While as a rule pitchers might be less reliable than hitters and should be discounted on that basis, what if there were a certain class of pitchers for whom that was not the case? While everyone was discounting all pitchers, you might buy the exceptional ones at a significant profit.
If everyone believes pitchers with low BABIPs in a given year will regress to roughly the league average (or at least the average given their teams' parks and defense), and you've noticed Mariano Rivera has a career BABIP well below it, you'll realize projections systems which normalize for BABIP will undervalue him.
Certain players and classes of players are exceptions - for some particular reason or collection of reasons they don't adhere to the general truisms which form the basis of most projections systems.
Discerning which players aren't subject to the normal rules isn't always easy. Heading into 2013 one might have thought Matt Cain had a Rivera-esque quality in preventing hard contact, proving to be incredibly stingy in BABIP and HR/FB allowed. But while the BABIP trend persisted last year, the HR rate spiked, and that was without Cain giving up significantly more fly balls. While Cain's K:BB and K:9 numbers have always been good, but not great, prior to last year he had out-pitched those peripherals just as Rivera had. Going forward, however, is 2013's 1.12 HR/9 the new baseline? And given he had that rate in a pitcher-friendly home park, do we have to re-think whether he retains the ability to induce weak contact? In other words, is Cain still an exception to the usual metrics we apply?|STAR|
By contrast pitchers like Ricky Nolasco and Joe Blanton seem to get hit especially hard. Nolasco's career ERA is 4.37, but his career FIP is 3.80. For any one year, you might think that disparity portended an ERA correction in the direction of his FIP. But Nolasco consistently under-performed his K:BB and K:9 rates - likely making him an outlier. (And Blanton makes Nolasco look like Cain or Rivera).

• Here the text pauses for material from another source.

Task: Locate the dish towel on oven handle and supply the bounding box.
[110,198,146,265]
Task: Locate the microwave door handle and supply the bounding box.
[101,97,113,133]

Marco Estrada's another interesting pitcher. Over the last two seasons he's had 261 Ks and 58 walks in 266 IP - numbers that look like a full season of Justin Verlander. But Estrada's a fly ball pitcher in a decent home run park - he gave up 37 HR over that span. As a result, while his WHIP is likely to help you a good deal, his ERA is roughly the NL's league average. While some people expect Estrada to take a leap given his strong K:BB and K:9 numbers, those come in part as a result of his putting the ball over the plate - the same tendency that results in the homers. This is an instance where the normal indicators could be misleading.
In any event, I've delved into some specific examples, but the larger point is more interesting to me: that with good information being so readily accessible even to casual fantasy owners, the easiest way to profit is to look for a general rule that informs player valuation and find exceptions to it.
|STAR| I'd say yes given his low BABIP, the small sample of HR/FB for one season and no loss in velocity.